UCLA researchers discover new compound that promotes lung health
A molecule identified by UCLA researchers helps maintain a healthy balance of cells in airway and lung tissue. If the compound, so far only studied in isolated human and mouse cells, has the same effect in people, it may lead to new drugs to treat or prevent lung cancer.
"We think this could help us develop a new therapy that promotes airway health," said Dr. Brigitte Gomperts, a UCLA professor of pediatrics and of pulmonary medicine, a member of the Eli and Edythe Broad Center of Regenerative Medicine and Stem Cell Research at UCLA, and lead author of the study. "This could not only inform the treatment of lung cancer, but help prevent its progression in the first place."
Humans' respiratory systems are constantly being injured — by pollution and germs in the air we breathe — and must be replenished with healthy cells. That process is driven by airway basal stem cells, which divide to produce both more stem cells and the mucociliary cells that line the airways and lungs.
There are two types of mucociliary cells: mucus cells, which produce the mucus that trap toxic and infectious particles, and ciliated cells, which have finger-like projections that sweep the mucus away to keep the respiratory system healthy and clear.

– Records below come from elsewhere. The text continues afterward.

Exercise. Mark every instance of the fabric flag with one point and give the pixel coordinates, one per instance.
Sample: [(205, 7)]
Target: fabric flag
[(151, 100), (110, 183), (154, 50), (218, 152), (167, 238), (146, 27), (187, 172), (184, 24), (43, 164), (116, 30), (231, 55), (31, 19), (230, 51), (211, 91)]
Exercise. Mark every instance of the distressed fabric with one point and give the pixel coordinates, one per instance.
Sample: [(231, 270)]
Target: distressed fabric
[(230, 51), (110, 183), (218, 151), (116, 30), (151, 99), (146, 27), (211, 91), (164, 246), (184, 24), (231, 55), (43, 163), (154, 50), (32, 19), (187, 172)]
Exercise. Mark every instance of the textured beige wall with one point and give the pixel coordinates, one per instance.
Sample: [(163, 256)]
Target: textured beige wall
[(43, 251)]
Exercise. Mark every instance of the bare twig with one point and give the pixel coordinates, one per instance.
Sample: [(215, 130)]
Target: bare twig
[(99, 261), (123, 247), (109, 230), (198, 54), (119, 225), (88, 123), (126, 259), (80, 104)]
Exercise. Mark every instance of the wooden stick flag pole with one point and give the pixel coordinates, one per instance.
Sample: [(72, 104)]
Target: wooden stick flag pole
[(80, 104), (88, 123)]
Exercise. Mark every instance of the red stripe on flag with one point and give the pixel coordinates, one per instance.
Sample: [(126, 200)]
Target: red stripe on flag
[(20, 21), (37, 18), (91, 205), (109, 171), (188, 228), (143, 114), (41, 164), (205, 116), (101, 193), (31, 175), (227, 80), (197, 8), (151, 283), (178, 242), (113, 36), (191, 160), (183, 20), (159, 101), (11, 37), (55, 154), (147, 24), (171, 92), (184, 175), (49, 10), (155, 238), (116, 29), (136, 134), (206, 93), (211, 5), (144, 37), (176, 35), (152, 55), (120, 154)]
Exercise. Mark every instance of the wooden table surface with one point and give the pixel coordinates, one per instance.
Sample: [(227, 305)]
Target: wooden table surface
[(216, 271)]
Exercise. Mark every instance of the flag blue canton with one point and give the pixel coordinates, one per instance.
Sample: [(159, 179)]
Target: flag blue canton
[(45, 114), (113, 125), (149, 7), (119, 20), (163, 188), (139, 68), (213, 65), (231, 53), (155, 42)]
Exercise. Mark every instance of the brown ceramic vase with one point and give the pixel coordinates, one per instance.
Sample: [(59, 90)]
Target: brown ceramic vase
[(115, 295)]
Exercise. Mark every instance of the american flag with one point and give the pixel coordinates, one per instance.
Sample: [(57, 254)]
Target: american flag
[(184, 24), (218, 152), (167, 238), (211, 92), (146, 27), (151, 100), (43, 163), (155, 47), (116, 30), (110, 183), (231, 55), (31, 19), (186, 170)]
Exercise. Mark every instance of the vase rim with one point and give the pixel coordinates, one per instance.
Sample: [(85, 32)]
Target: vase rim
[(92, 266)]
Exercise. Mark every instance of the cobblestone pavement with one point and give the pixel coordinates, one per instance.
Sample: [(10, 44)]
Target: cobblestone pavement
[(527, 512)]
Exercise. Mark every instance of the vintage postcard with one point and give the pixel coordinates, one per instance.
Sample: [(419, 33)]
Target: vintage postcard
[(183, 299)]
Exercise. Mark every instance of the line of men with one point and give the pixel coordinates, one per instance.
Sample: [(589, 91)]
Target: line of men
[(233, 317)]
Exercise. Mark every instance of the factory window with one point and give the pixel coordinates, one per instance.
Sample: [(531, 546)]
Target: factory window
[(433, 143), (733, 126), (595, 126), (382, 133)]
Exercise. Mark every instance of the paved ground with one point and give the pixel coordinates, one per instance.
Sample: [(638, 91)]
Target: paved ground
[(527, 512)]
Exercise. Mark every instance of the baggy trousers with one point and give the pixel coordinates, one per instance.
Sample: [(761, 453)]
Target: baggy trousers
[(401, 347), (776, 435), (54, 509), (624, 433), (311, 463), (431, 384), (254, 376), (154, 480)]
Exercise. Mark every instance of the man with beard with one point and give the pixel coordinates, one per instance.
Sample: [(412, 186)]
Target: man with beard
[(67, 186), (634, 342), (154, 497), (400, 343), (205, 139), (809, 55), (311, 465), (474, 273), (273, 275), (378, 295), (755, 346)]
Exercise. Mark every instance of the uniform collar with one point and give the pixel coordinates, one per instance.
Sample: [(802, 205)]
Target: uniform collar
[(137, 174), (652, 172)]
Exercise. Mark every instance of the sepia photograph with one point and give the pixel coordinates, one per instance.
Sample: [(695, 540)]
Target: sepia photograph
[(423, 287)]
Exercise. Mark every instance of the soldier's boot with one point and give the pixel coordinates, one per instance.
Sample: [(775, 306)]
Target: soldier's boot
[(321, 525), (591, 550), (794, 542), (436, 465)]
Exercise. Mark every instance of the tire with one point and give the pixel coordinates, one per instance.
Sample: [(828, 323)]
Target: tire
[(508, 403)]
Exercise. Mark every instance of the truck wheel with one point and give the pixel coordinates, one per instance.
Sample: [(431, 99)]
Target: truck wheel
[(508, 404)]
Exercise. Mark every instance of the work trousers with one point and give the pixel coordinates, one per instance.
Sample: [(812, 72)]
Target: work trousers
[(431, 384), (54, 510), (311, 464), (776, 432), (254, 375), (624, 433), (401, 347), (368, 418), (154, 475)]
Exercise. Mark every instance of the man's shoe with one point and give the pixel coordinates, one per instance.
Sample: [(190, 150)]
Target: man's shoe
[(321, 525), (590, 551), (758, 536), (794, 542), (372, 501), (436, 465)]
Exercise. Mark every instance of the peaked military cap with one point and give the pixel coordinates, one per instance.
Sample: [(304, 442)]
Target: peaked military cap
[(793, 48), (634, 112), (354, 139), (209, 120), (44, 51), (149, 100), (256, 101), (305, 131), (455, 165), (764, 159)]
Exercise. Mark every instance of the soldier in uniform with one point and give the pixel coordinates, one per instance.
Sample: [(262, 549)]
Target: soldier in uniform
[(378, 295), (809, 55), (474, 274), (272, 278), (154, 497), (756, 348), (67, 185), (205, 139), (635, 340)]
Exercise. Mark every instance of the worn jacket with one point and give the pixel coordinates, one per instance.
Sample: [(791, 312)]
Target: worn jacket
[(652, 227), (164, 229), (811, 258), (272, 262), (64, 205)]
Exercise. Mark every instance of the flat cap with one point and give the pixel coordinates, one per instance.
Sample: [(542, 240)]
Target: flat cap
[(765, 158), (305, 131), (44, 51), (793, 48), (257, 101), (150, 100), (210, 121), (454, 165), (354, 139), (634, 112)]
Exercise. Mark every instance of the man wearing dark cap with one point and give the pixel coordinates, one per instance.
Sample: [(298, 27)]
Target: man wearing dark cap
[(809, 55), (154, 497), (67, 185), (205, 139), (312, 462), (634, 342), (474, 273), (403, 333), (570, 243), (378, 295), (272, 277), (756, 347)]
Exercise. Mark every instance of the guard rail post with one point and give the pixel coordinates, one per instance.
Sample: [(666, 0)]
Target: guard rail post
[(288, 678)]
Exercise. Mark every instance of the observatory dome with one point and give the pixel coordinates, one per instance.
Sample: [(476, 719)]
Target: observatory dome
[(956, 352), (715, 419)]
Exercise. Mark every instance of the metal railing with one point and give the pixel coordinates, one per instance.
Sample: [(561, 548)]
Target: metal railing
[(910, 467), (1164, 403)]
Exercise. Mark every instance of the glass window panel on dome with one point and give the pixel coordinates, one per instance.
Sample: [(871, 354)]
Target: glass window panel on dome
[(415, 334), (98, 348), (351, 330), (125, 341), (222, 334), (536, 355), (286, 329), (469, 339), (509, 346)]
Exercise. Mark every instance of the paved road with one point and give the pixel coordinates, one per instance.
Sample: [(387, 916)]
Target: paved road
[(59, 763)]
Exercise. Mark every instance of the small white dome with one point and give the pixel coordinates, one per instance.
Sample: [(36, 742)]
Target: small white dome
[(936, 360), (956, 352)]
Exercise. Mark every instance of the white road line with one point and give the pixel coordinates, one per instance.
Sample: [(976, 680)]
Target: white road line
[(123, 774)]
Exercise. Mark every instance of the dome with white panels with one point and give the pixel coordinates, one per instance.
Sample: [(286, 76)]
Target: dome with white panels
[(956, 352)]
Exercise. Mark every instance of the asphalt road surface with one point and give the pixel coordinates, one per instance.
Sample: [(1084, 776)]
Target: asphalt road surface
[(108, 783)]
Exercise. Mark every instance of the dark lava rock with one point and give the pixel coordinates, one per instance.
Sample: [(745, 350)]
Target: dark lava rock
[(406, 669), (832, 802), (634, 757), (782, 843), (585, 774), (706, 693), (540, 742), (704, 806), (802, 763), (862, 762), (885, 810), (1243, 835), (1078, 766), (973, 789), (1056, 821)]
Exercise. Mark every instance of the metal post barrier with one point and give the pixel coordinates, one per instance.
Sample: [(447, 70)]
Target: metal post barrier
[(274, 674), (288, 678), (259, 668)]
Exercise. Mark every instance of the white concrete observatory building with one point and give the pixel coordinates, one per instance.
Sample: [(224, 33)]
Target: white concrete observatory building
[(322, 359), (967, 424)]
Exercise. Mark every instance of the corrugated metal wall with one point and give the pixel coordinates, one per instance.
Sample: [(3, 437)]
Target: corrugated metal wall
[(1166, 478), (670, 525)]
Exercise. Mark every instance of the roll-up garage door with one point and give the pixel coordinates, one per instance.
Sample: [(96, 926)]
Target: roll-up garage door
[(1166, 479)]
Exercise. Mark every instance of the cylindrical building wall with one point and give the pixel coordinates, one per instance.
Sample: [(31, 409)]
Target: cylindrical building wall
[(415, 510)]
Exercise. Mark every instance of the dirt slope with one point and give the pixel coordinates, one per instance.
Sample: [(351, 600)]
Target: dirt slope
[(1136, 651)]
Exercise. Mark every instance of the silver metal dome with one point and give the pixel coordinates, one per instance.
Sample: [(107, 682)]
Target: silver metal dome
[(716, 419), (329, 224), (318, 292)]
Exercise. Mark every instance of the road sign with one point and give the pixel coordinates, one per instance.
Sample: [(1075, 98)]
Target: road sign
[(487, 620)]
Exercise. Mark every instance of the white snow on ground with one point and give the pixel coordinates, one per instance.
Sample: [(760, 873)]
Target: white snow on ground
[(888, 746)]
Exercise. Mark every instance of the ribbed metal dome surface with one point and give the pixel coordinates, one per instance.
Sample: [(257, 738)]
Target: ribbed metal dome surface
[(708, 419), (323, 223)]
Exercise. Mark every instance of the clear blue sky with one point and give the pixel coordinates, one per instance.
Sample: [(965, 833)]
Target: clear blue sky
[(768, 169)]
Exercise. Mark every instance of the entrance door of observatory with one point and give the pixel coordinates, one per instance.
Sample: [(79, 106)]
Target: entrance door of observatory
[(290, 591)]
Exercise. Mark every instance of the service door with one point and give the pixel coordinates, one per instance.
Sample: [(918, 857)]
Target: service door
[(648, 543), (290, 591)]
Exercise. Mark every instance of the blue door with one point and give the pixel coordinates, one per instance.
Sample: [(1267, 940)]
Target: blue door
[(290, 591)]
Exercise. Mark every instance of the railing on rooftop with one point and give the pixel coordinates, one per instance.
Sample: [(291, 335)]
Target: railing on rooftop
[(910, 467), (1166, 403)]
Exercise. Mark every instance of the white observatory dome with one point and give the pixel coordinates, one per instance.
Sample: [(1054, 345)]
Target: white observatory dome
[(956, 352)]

In healthy lungs, airway basal stem cells stay balanced between producing mucociliary cells and self-renewing to maintain a population of stem cells.
In precancerous cells in the lungs, basal stem cells divide more often than usual, generating a large number of stem cells but too few mucociliary cells. The resulting imbalance of cells in the airway leaves the airways unable to properly clear debris, and it creates a greater risk that the precancerous cells will give rise to a tumor.
In the new study, published today in Cell Reports, Gomperts and her colleagues analyzed airway cells from equal numbers of biopsies of healthy people, people with premalignant lung cancer lesions and people with squamous lung cancer. They discovered that one group of molecules — collectively called the Wnt/beta-catenin signaling pathway — was present at different levels in the basal stem cells of the patient samples versus the cells from healthy people.
And when the researchers altered the levels of these molecules in healthy airway cells from mice, the balance between stem cells and mucociliary cells shifted, mimicking the imbalance seen in lung pre-cancers.
"When you activate the Wnt/beta-catenin signaling pathway, these stem cells just divide and divide," said Gomperts, who is also a member of the UCLA Jonsson Comprehensive Cancer Center.
Finally, the team screened more than 20,000 chemical compounds for their ability to reverse this effect in human cells, lowering levels of Wnt and restoring the balance of stem cells and mature airway cells.
One compound stood out for its ability to limit the proliferation of basal stem cells and restore the balance of the stem cells and mucociliary cells to normal. The compound was also less toxic to airway cells than other, previously discovered, molecules that block Wnt/beta-catenin signaling. The team named the compound Wnt Inhibitor Compound 1, or WIC1.
"The identification of this new drug is a nice tool to tease apart the biology of the Wnt/beta-catenin signaling pathway and its effects on lung health," said Cody Aros, the first author of the new paper and a UCLA graduate student. "It’s also very exciting that it may act in a new way than other existing Wnt/beta-catenin signaling pathway inhibitors and has such low toxicity."
Since WIC1 was identified through a random drug screen, the researchers don't yet know exactly how it works, but they're planning future studies on its mechanism and safety.
The compound tested by the researchers was used in preclinical tests only and has not been tested in humans or approved by the Food and Drug Administration as safe and effective for use in humans.
The newly identified compound is covered by a patent application filed by the UCLA Technology Development Group on behalf of the Regents of the University of California, with Gomperts and Aros as co-inventors.
Funding for the study was provided in part by the National Institutes of Health, the National Cancer Institute, the Tobacco Related Disease Research Program and the Broad Stem Cell Research Center Training Program, including support from the Rose Hills Foundation Graduate Scholarship.